IRIDE INCENDIO. Lorenzo Chiuchiù

Nella prefazione a Iride incendio di Lorenzo Chiuchiù (La Vita Felice, collana Niebo, Milano, 2005), Milo de Angelis scrive: «È il primo libro di un poeta che conosce profondamente il senso del vortice, dell’emorragia, dell’eterno movimento, e la conduce attraverso una parola visionaria, scagliata fuori di sé, nella febbre di chi ha covato a lungo ogni verso». Le parole di De Angelis sono il primo varco verso questa poesia estrema, che continuerà con altri due titoli Sorteggio e Le parti del grido, ma che qui nasce già adulta, grido eretico dove emerge la frontalità della visione, della potenza analogica. Ma questo suo essere “icona di distruzione” non rende la poesia di Lorenzo frammento disperso ma blocco compatto e infuocato dove le immagini esplodono e implodono all’interno della loro forma, come spesso accade ai poeti inconciliati, dominati dall’ossessione, in una temperatura espressionista incandescente. Leggere Lorenzo Chiuchiù è l’esperienza di una percezione verbale dove cecità e veggenza coincidono nel punto oscuro e luminoso di una parola sempre insorta e furiosa, oltre i confini del simbolo.

(M.E.)

Iride incendio

Ricordare la mappa delle vene

la via d’uscita dal tempo cantato.

Sono rimasto in questa terra che mi ha chiamato alla voce come si chiama un nome straniero: stonato, ma senza imprecisione. Non troverò destinazione, se non questo soffio di vita infinitesima, se non l’ordine incruento e l’insubordinazione dell’ultimo arrivato.

**

Vanificai gli ultimi tratti incerti dell’inverno,

li resi lontananze e malaria d’aquarello.

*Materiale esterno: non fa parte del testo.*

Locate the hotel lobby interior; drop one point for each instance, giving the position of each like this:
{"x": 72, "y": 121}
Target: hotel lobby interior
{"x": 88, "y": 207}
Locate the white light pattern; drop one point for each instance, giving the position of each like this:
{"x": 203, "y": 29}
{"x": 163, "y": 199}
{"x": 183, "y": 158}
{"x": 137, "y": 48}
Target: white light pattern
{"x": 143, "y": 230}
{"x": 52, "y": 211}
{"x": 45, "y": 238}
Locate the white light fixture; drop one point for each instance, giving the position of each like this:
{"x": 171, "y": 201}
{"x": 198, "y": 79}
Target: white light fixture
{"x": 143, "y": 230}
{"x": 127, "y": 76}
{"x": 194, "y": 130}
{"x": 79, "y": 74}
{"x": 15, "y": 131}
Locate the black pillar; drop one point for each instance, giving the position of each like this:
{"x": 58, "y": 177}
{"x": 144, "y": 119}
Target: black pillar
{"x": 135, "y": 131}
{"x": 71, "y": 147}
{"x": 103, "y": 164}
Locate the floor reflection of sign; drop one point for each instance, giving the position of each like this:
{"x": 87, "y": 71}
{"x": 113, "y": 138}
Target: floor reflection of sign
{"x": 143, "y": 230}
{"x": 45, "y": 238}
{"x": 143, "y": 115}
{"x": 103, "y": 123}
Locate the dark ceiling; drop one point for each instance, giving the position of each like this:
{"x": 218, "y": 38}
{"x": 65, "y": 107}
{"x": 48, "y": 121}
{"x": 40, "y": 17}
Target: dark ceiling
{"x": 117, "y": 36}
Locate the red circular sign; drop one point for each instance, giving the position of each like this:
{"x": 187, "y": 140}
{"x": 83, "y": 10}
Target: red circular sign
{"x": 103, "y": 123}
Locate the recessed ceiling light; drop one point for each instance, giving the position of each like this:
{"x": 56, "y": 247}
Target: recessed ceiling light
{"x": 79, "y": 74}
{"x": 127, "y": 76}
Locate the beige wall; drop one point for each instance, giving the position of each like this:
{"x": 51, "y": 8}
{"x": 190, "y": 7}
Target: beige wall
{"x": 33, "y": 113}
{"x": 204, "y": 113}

Era sempre freddo e non volli trovare

scuse per il gelo sugli olivi sorpresi

e per la nebbia azzurro pugnale –

bastava sentirli fremere e nel toccarli li sentii vicini,

imminenti come terra umida e vento caldo sulle tempie –

uno scorrere breve d’acqua nera,

un temporale di cattiveria mi ferirono.

Ero vivo.

**

Furore disperso e note sussurrate. Ecco cosa.

La morte, aii lati della rivolta,

è una grandinata di parole a caso.

E allora scrivo parole e voci,

dismesse armonie sulla morte

bianca della carta, fragili.

Sembra che vivano.

Sembra che vivano.

*

I poeti che amo sono onde spietate,

maree e gravità che atterra le vocali…

Lorenzo Chiuchiù

Lorenzo Chiuchiù (Perugia, 1973) è autore di studi su Hoffmann, Hölderln, Baudelaire e Char. Ha curato, di Albert Camus, Metafisica cristiana e neoplatonismo (2004) e La devozione alla croce (2005) e di Jean-Paul Sartre Mallarmé, la lucidità e il suo volto d’ombra. Tre le raccolte poetiche: Iride incendio (Niebo, 2005), Sorteggio (Marietti, 2012) e Le parti del grido (Effigie, 2018). Nel 2018, per Mimesis, pubblica Atleti del fuoco. Undici studi fra arte, tragedia e rivolta e nel 2020, per Aquaplano libri, il racconto Esecuzione dell’ultimo giorno.